Partie o charakterze konserwatywno–prawicowym spoglądają na badania ośrodków opinii społecznej i wyciągają z nich dość liche i niemrawe wnioski. Bo to faktyczny skandal – rządzi nami, nie bójmy się tego powiedzieć, skorumpowana i skompromitowana grupa politycznych karierowiczów, którym sprawy państwa służą wyłącznie do osobistych korzyści. Albo politycznych, albo materialnych, a najczęściej i jednych i drugich. Afera hazardowa niczego nie nauczyła. Minister sportu przyznaje ogromne premie dla podległego jej menadżera, tylko, dlatego żeby wszystkie partactwa resortu wziął na siebie i poszedł w diabły, jednak wziąwszy najpierw pokaźny wór banknotów. Przecież to najczystsza postać korupcji politycznej!

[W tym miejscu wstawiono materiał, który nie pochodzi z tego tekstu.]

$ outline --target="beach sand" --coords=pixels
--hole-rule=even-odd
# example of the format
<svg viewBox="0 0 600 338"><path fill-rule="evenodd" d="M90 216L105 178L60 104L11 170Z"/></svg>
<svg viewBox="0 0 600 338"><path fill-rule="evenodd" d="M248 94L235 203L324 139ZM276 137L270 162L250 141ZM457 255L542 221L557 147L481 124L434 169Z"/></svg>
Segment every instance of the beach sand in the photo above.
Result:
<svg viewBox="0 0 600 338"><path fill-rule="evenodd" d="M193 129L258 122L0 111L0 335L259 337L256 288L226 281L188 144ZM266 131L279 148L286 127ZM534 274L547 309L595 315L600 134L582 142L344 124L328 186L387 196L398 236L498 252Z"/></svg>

Tyle tylko, że opozycja zajęta jest teraz głównie swoimi sprawami. Przy porządnym przygotowaniu można by z rządzących urządzić wiatrak. Obrazy ich hucpy i niekompetencji pojawiają się prawie każdego dnia, ale te masowe kompromitacje wciąż czekają na przemyślaną, polityczną kontrakcję. PiS, ziobryści, ludzie Pawła Kowala tracą czas opowiadając bajki o przygotowaniach do przyszłych kampanii, a tymczasem zasadnicza kampania rozgrywa się tu i teraz. Nie kiedyś tam.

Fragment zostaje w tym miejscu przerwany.